This is not something you'll hear me say often--I feel some political optimism blossoming in my soul. Yes, I'm a bit on the mature side for political naiveté, but after talking to Colorado Governor Bill Ritter, a Democrat, and the first native born Coloradoan to be elected Governor in decades, I'm feeling a little tingle. Just in my extremities mind you, but it's there.
"After all, this IS the 21st century," Ritter says. He and I are standing on the steps of the state capitol building in Denver. At our feet it says that on this very spot we are exactly one mile above sea level. "If we don't get it now, then I'm not sure we will get it. The American people are tired of divisive politics. We are more divided politically, the parties, than we have ever been before." He does not look happy saying it.

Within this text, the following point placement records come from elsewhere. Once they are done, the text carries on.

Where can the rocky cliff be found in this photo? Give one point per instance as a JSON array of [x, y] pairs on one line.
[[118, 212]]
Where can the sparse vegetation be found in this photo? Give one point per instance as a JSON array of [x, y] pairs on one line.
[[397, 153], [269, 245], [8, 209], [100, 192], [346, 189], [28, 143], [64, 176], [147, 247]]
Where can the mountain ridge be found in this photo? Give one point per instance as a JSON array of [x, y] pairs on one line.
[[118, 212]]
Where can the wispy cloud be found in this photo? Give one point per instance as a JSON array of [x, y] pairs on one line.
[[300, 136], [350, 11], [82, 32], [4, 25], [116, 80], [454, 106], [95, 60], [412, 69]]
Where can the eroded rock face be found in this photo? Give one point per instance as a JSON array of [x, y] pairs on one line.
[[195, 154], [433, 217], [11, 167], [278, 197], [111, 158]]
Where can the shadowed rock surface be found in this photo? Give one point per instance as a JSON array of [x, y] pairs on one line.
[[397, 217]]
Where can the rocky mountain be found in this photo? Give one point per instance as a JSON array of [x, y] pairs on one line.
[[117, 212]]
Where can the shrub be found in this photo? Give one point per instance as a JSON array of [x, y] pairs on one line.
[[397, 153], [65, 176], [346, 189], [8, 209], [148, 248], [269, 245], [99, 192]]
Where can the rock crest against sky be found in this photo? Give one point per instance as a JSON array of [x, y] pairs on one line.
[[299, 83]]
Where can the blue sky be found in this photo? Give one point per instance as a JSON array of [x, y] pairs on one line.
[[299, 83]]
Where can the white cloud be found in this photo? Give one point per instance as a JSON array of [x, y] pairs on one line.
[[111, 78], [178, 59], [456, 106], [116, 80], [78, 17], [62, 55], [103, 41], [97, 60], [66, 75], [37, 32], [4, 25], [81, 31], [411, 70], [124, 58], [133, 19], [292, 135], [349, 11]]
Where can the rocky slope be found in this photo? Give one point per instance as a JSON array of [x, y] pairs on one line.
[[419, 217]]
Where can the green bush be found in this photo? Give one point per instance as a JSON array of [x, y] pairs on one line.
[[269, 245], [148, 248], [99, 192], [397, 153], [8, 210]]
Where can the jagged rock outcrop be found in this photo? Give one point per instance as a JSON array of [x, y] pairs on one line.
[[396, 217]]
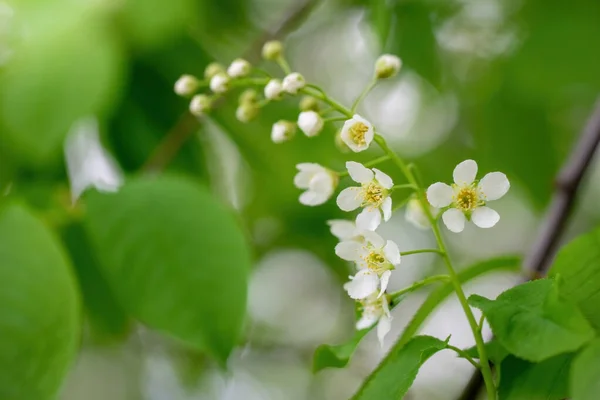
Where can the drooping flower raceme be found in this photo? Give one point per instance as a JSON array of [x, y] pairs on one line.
[[375, 259], [375, 309], [373, 195], [467, 197], [318, 181], [357, 133]]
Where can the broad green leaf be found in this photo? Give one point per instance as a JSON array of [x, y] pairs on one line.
[[585, 373], [106, 316], [337, 356], [441, 293], [532, 322], [578, 264], [547, 380], [396, 373], [175, 258], [39, 312]]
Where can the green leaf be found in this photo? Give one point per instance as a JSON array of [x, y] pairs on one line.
[[175, 258], [547, 380], [578, 264], [337, 356], [39, 312], [533, 322], [585, 373], [396, 373]]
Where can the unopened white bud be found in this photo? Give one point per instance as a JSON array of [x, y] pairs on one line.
[[273, 89], [186, 85], [246, 112], [212, 69], [239, 68], [272, 50], [387, 65], [310, 123], [219, 83], [293, 82], [283, 131], [200, 105]]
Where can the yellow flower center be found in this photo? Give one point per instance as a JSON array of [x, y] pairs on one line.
[[357, 133]]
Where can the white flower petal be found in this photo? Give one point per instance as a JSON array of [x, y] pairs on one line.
[[392, 253], [342, 229], [485, 217], [465, 173], [374, 238], [350, 198], [494, 185], [383, 282], [439, 195], [349, 250], [358, 172], [364, 284], [454, 220], [386, 209], [369, 219], [383, 328], [383, 179]]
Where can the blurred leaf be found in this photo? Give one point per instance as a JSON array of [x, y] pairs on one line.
[[39, 316], [64, 69], [578, 264], [438, 295], [585, 373], [533, 322], [107, 317], [547, 380], [175, 258], [396, 373]]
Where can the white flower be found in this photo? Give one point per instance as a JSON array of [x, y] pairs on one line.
[[273, 89], [310, 122], [318, 181], [200, 105], [387, 65], [415, 214], [375, 309], [357, 133], [375, 259], [293, 82], [238, 68], [467, 197], [88, 163], [186, 85], [373, 195], [283, 131], [219, 83]]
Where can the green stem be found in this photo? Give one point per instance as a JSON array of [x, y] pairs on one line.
[[364, 93], [417, 285]]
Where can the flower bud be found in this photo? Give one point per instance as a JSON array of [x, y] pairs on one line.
[[186, 85], [248, 96], [200, 105], [309, 103], [293, 82], [246, 112], [212, 69], [239, 68], [310, 123], [219, 83], [387, 65], [272, 50], [283, 131], [273, 89]]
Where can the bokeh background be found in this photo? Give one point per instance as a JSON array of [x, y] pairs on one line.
[[508, 83]]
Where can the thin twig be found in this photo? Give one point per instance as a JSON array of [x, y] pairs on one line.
[[567, 185]]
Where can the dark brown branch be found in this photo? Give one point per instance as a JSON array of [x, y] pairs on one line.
[[561, 206]]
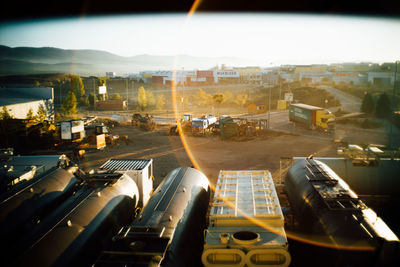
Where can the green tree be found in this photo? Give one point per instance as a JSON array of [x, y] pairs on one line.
[[241, 99], [151, 101], [367, 105], [4, 115], [219, 98], [228, 97], [203, 98], [92, 98], [383, 109], [116, 96], [30, 115], [160, 102], [142, 98], [69, 105], [77, 87], [40, 114]]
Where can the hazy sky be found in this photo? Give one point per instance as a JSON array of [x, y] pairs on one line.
[[276, 39]]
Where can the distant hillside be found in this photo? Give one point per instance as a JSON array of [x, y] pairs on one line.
[[29, 60]]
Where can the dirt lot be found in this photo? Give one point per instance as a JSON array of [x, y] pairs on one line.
[[211, 153]]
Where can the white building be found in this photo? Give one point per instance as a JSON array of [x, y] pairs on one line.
[[384, 78], [18, 101], [111, 74]]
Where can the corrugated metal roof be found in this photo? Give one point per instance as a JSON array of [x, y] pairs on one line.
[[249, 193], [12, 96], [126, 164]]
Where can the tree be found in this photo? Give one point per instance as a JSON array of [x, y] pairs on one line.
[[92, 98], [383, 109], [69, 105], [77, 87], [160, 102], [142, 98], [30, 115], [4, 115], [151, 101], [219, 98], [228, 97], [40, 114], [116, 96], [241, 99], [203, 98], [367, 105]]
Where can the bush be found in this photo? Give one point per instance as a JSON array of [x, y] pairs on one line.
[[368, 124]]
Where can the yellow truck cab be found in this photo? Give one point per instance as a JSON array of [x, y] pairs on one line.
[[312, 117]]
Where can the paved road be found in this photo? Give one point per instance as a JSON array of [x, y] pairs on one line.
[[348, 102]]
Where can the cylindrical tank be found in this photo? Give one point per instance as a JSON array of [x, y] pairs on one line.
[[104, 205], [20, 212], [330, 212], [169, 230]]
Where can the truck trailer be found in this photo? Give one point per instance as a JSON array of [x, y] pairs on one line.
[[312, 117]]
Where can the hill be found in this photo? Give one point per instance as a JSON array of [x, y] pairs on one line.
[[30, 60]]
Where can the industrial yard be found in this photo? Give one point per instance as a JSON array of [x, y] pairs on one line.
[[204, 140], [211, 153]]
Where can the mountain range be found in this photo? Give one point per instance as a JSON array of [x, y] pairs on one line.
[[31, 60]]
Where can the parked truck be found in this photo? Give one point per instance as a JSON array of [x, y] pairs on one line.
[[203, 124], [312, 117]]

Ritter, in office now 11 months, and Colorado will host the Democratic National Convention in August. It'll be held a stones throw, and let's hope there aren't any actually thrown, from where he and I are now standing.
"Do you have a horse in this race," I ask him. "No, I guess I'm using the convention as "cover", but we've decided that as "host governor" it's just best if I don't' endorse anyone," he answers.
That's not to say he isn't vitally interested. But what makes Ritter someone I wanted to talk too is the fact that I think he represents something a little different. He's a Democrat certainly, but there are issues both personal and fiscal that work outside what would be considered "traditional" Democratic beliefs.
I had the same feeling when we talked to governor Sarah Palin of Alaska a few weeks ago. She's a Republican, but both she and Ritter, and frankly most of the Western governors I've talked to so far, are free thinkers. Not bound by ideology, but willing to stand for what they believe as people and what they believe will be best for the people of their states. Even if it's not "traditional" Republican or Democratic dogma. They may be living and governing in "red" or "blue" states on the map, but they are "purple." A blend and that's encouraging.
"It's simple. We want to get things done. I just signed a letter with the governors of Montana, Wyoming and South Dakota, calling for more research on the issue of coal," I've asked him at this point about coal and how we might be able to use it. (The reality is that the U.S. has more than nearly anybody else on the planet. We're smart enough to figure this out aren't we?)
What's interesting about that letter is the people who signed it. Not all of one party or the other, but governors interested in how best to serve their people, and frankly, the rest of us.
The list of issues Ritter has on his agenda--education, alternative energy, fiscal responsibility--are issues that resonate across the West. And across political parties. Of course, I am a mile above sea level. I suppose that tingle I feel could be from the altitude. We'll see.